CIOs must ensure that business intelligence (BI) programs are treated as a cultural transformation of the business, instead of as an IT project, according to Gartner.
Leading organisations are using key parts of BI, such as decision modelling and support, to ensure all workers, managers and executives can make the right decisions in a given business situation.
“Traditionally, BI has been used for performance reporting from historical data, and as a planning and forecasting tool for a relatively small number of people in an organisation that relies on historical data to plan ahead,” said Patrick Meehan, research vice-president at Gartner.
“Modelling future scenarios permits examination of new business models, new market opportunities and new products, and creates a culture of opportunity. In this way, workers not only see the future, but often create it.”
Using information to provide intelligent insight to improve business performance is a major challenge. CIOs can provide leadership by developing a cross-enterprise perspective of information and processes supported by technology.
Gartner has highlighted three initiatives that use BI to create intelligent businesses:
Focus BI efforts on delivering the right information to the right people
Apply a business process orientation to BI that connects horizontally across functional areas and outwardly to partners, customers and partners. To keep strategy execution on track, BI must address all staff and management levels in the organisation.
Change the mindset from more information to answering the right questions
Champion the value of decision impact. Ultimately, a relentless focus on a very limited set of burning business questions will guide users toward BI-enabled decisions that have maximum impact on business strategies and goals.

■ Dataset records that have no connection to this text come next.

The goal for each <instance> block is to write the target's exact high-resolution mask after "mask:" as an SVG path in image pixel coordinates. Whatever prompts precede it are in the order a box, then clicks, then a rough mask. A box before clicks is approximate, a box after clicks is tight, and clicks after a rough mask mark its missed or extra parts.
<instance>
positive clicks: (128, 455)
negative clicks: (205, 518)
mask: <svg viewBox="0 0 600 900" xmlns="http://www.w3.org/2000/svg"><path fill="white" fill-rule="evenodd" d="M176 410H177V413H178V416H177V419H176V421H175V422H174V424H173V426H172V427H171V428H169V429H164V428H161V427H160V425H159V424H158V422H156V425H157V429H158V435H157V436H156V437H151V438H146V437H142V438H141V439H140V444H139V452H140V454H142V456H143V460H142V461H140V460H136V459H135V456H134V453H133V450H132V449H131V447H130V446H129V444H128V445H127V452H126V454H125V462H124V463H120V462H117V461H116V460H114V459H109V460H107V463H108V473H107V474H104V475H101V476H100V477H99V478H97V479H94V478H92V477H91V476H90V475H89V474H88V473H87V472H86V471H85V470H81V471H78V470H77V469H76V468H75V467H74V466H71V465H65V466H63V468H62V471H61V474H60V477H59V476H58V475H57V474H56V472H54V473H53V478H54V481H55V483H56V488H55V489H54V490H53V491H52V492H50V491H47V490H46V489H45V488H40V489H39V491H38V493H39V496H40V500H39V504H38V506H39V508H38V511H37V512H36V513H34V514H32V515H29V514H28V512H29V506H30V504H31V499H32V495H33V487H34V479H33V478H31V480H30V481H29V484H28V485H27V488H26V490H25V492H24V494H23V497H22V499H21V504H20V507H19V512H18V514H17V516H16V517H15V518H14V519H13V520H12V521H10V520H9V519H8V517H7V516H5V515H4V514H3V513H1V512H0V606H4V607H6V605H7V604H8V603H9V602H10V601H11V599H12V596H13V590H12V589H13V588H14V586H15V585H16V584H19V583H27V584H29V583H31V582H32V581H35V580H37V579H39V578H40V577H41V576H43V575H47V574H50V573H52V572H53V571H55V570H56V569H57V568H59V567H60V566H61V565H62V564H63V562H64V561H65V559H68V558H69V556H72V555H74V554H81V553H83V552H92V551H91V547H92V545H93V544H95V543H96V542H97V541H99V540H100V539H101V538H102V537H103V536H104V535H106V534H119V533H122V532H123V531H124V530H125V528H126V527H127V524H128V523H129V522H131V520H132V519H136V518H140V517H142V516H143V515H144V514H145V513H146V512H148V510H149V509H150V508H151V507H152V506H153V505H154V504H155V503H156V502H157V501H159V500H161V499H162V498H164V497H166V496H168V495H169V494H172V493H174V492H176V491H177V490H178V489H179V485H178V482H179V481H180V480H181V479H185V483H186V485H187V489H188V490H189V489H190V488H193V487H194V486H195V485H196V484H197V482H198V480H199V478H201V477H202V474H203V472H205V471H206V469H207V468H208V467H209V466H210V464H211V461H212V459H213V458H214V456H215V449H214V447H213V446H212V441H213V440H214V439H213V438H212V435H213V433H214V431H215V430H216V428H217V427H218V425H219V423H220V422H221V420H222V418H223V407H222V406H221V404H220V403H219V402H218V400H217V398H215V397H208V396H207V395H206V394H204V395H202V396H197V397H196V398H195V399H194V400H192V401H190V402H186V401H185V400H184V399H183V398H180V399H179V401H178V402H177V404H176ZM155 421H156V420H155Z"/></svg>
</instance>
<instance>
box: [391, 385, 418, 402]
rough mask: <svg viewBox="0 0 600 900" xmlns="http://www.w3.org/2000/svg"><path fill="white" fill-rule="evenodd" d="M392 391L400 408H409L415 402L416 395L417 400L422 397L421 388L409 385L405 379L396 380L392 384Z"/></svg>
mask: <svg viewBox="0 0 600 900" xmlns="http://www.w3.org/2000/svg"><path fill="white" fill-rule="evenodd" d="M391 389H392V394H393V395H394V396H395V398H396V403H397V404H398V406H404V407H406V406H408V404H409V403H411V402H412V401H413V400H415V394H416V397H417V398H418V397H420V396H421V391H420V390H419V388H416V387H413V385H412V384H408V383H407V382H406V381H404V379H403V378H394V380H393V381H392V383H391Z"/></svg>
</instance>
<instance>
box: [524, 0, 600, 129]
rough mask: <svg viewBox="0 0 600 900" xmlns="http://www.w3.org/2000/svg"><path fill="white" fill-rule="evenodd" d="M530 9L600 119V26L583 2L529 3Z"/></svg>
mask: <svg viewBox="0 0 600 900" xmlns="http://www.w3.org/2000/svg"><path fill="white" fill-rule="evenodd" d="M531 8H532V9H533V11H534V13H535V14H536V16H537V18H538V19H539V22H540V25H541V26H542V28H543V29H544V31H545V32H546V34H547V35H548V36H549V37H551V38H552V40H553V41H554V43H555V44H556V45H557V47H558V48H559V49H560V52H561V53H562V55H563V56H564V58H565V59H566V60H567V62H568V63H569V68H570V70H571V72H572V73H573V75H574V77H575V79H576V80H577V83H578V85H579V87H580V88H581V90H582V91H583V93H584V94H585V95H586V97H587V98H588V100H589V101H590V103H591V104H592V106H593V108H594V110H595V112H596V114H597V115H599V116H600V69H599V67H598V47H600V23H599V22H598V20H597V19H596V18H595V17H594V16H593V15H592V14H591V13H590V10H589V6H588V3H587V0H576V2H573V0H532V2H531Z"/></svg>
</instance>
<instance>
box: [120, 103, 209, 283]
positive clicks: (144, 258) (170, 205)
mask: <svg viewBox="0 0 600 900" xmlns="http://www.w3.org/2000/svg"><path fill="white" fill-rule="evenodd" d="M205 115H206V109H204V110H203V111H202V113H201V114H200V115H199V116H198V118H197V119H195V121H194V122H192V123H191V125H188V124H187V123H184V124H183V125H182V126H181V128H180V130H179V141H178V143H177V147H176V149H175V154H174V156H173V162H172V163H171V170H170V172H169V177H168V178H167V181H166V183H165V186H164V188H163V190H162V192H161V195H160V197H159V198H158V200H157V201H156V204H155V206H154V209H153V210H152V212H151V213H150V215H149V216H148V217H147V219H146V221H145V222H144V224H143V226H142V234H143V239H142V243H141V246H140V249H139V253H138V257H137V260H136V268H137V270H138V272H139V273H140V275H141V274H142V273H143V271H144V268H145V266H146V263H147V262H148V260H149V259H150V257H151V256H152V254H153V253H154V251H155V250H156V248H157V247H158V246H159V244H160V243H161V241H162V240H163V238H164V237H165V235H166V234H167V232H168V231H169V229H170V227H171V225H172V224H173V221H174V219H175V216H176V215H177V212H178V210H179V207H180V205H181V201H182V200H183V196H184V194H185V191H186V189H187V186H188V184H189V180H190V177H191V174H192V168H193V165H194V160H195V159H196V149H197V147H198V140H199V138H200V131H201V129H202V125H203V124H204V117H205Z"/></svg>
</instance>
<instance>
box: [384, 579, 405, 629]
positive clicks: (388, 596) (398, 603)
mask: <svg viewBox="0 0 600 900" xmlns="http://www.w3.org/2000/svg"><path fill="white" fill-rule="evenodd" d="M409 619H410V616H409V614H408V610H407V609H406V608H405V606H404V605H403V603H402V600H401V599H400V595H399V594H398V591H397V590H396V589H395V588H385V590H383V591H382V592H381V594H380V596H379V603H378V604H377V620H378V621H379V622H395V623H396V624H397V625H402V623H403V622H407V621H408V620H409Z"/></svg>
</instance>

Create project teams based on information needs
Create project teams based not just on who owns the data, but also on departmental interest in the information that will be generated. Breaking down silos of data ownership will send information flows up and down management chains as well as across functions, which in turn will create decisions with higher impact. Unless business decisions exploit organisations’ interdependencies in this manner, their impact will fall short. The business decisions with the biggest impact never exist in isolation.